While the WTA’s presence in Washington isn’t guaranteed beyond this summer, Ein said it’s the goal of the Citi Open to create a long-term partnership.

“We’re committed to having this be a full combined event long into the future,” he said. “We have a great solution for this summer but we’re already working on the long-term situation.”

With the expansion of the Citi Open to include the WTA tournament, the entire event will consist of nearly 50% more matches. To accommodate the increased volume, daytime sessions are expected to begin at noon — two hours earlier than at last year’s ATP-only event.

“There’s going to be almost double the amount of matches, so it’s a real boom to fans because there’s more content and there’s more great players,” Ein said.

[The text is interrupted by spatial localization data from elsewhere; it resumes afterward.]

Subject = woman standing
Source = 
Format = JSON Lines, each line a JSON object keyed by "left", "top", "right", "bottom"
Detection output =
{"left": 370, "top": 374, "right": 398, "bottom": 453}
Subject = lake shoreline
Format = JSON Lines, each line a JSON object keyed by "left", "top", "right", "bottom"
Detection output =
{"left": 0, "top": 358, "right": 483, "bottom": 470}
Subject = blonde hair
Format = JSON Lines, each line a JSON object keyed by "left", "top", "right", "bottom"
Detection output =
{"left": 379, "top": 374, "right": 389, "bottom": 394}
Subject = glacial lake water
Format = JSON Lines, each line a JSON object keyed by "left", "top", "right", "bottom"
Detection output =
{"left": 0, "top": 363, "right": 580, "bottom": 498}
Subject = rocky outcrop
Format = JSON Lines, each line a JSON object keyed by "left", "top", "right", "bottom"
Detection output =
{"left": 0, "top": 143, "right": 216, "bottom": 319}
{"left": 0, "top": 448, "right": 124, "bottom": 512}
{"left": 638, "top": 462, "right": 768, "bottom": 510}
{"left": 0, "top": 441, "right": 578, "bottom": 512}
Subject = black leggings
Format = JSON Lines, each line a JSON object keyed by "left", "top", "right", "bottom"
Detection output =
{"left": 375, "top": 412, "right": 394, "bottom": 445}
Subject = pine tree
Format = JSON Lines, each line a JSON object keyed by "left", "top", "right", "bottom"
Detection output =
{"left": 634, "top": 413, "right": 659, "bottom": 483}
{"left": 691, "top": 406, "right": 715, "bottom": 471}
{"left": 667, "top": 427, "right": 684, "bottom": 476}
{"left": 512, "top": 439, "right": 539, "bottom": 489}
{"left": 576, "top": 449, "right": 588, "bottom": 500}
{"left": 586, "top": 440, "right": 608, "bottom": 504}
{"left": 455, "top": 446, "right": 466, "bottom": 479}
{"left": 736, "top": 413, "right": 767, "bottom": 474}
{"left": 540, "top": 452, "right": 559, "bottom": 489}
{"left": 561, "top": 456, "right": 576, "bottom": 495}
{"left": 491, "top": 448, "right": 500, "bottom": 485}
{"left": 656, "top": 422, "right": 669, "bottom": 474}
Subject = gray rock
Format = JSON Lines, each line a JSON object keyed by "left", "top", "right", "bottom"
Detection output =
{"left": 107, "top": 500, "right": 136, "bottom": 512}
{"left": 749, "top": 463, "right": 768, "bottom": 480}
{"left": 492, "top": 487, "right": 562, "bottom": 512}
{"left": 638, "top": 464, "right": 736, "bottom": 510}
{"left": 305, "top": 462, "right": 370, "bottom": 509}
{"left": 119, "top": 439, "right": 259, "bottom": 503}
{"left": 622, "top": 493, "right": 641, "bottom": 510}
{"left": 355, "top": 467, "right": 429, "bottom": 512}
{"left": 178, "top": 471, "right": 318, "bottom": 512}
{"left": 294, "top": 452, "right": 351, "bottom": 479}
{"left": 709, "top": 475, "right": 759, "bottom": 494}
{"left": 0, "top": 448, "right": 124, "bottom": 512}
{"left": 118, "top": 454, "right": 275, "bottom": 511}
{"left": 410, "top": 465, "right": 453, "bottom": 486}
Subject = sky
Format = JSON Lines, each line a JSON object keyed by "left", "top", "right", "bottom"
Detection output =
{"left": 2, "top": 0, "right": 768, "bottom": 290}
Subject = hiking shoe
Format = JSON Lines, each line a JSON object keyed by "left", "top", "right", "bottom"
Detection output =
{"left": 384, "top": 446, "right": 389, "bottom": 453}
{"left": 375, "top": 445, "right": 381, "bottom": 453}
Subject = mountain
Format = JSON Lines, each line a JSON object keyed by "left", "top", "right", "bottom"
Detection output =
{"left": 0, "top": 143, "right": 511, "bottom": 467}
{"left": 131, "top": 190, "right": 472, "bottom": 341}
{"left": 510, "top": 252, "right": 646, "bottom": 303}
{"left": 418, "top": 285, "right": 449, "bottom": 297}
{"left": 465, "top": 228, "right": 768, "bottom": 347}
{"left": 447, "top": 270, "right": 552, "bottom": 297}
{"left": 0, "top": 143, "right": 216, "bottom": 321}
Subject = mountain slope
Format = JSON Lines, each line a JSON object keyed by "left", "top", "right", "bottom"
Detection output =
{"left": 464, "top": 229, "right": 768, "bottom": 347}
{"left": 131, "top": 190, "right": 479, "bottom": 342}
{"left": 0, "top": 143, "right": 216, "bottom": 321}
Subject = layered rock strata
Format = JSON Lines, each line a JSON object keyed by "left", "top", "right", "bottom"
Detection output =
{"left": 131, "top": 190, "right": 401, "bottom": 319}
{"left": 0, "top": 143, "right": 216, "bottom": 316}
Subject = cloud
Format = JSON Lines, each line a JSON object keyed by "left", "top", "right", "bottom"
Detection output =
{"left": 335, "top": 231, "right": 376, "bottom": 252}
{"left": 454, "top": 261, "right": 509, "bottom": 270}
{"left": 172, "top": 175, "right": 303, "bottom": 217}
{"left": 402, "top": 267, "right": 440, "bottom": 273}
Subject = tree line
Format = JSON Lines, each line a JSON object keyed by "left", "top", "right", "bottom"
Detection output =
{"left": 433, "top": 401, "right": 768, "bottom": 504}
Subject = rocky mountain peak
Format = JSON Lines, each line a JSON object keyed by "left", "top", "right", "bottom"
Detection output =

Player fields for both the men’s and women’s tournaments will be released in the coming weeks. Last year’s Citi Open set attendance records in Rock Creek Park with former world No.1 and 21-time Grand Slam champion Rafael Nadal among the headliners.

Ein anticipates a strong turnout for this year’s WTA field as well.

“Our city has embraced women’s tennis, frankly since we brought World Team Tennis here in 2008,” said Ein, who also owns the WTT’s Washington Kastles.

“The players love coming here. It’s the perfect stop. For many of the Europeans, with the next stop on the Tour being in Canada, it’s a great way to get back to [North America]. And they love playing here in front of our fans. They love the event, they love the stadium. I know we’re going to have an exceptional field.”

Past WTA tournaments at the Citi Open have served as a springboard of sorts for some of the game’s best players. Americans Sloane Stephens (2015) and Jessica Pegula (2019) both earned their maiden WTA titles in Washington, while 2019 U.S. Open champion Bianca Andreescu secured her first career WTA match win in D.C. in 2017.

Teenagers Coco Gauff and Caty McNally also partnered in 2019 for their first career doubles title.

“That’s one of the great things about the event,” said Ein, “is you get to see a lot of great players who are already great and then you see some younger players who will become great.”